Later today, Koichi is also timelined for the weekly maintenance of the TVIS (Treadmill with Vibration Isolation & Stabilization) with SLD (Subject Loading Devices) contingency configuration, checking the condition of the roller bearings and recording the treadmill’s time & date values.

In the JAXA JPM (JEM Pressurized Module), Koichi repeated the downloading of the data and camcorder video of his 4/2 overnight cardiac measurements by the digital ECG (Electrocardiograph) Holter recorder, which had not been received at SSIPC (Space Station Integration & Promotion Center) in Tsukuba on 4/3.

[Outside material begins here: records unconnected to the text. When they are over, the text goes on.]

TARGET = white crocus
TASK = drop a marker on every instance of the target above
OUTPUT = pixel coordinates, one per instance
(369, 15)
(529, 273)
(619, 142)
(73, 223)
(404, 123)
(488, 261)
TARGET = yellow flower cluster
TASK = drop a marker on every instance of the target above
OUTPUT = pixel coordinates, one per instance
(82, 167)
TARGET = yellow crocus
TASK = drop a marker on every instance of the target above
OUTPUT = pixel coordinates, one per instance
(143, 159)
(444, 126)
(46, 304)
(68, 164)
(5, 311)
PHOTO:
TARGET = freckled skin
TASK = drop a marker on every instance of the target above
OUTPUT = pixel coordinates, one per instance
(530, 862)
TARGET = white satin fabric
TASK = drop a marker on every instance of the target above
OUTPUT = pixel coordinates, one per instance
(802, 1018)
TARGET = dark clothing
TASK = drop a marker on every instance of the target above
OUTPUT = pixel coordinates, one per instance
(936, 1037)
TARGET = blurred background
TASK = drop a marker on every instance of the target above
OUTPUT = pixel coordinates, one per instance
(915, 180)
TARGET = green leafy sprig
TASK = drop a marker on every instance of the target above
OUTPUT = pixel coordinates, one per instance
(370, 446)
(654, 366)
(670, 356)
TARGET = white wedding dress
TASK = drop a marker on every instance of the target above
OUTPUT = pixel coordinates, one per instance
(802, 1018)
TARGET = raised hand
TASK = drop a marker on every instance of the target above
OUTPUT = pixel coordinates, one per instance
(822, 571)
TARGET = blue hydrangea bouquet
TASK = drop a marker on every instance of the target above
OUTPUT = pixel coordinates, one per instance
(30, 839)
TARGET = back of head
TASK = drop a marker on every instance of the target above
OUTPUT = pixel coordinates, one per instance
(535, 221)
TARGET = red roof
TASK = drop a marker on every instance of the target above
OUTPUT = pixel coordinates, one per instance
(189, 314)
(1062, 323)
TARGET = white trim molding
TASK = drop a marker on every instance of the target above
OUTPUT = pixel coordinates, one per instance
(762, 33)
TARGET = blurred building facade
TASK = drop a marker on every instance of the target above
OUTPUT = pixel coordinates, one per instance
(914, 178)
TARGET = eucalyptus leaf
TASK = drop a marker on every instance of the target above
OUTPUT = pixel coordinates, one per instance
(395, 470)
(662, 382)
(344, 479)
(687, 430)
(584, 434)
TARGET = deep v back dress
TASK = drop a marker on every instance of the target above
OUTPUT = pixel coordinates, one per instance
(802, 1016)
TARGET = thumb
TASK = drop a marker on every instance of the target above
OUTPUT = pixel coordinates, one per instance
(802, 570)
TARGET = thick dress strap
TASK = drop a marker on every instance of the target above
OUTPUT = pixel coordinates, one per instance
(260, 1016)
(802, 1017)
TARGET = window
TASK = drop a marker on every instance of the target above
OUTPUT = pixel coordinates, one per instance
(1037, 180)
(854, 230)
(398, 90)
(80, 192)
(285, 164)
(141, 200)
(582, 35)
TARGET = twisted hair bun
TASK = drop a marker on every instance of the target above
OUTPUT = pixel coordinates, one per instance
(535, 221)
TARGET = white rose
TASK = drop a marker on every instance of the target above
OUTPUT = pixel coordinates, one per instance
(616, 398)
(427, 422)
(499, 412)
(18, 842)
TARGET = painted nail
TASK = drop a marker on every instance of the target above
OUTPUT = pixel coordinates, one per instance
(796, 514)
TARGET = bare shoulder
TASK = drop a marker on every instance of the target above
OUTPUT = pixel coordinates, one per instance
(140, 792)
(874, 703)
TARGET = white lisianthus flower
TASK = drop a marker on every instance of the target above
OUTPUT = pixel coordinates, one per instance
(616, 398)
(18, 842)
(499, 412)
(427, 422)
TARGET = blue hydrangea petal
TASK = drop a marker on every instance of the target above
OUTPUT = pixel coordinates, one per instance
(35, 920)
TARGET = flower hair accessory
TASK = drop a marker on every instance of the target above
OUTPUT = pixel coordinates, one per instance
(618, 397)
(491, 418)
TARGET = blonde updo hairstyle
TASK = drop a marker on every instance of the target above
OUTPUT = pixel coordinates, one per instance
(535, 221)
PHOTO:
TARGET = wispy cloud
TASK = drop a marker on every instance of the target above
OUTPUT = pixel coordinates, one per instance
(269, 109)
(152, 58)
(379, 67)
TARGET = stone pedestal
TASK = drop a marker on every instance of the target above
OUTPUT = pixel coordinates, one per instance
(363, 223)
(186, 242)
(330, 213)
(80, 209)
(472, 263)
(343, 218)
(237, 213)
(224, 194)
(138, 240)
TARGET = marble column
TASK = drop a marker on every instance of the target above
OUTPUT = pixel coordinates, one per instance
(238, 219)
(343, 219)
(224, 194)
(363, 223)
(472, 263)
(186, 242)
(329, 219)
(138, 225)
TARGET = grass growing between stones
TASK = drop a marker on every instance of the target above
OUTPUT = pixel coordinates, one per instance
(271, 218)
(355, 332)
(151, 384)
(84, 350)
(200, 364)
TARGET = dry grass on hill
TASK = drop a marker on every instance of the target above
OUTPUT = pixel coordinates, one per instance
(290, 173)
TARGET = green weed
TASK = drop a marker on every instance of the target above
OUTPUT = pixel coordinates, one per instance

Afterwards, Wakata conducted the routine maintenance on the four CSA-CP (Compound Specific Analyzer-Combustion Products) units, first replacing the battery of the prime unit, then zero-calibrating all instruments. [The CSA-CP is a passive cabin atmosphere monitor that provides quick response capability during a combustion event (fire). Its collected data are stored on a logger. Following zero calibration, the backup units (#1058, #1051, #1044), were returned to their nominal stowage location in the Node-1, along with the sampling pump, while the prime unit was deployed at the SM Central Post.]

CDR Padalka had an hour set aside for transferring water from the SM (Service Module) Rodnik BV2 tank to a new potable water container (EDV-ZV), relocating two EDV-M containers from behind panel 230 to other stowage to make room for two potable water EDVs (including the new one), and then connecting them to the Russian SVO-ZV (Water Supply System). [SM Rodnik tanks BV1 & BV2 each contain ~210 L of potable water. EDVs (~22L) are used (and identified) for a number of purposes, e.g., EDV-U for storing urine, EDV w/disinfectant for flushing Rodnik plumbing, EDV at RP (flow regulator) with potable water, EDV-SV for potable water at SVO-ZV, EDV-KOV for the Elektron apparatus, from US CWC.]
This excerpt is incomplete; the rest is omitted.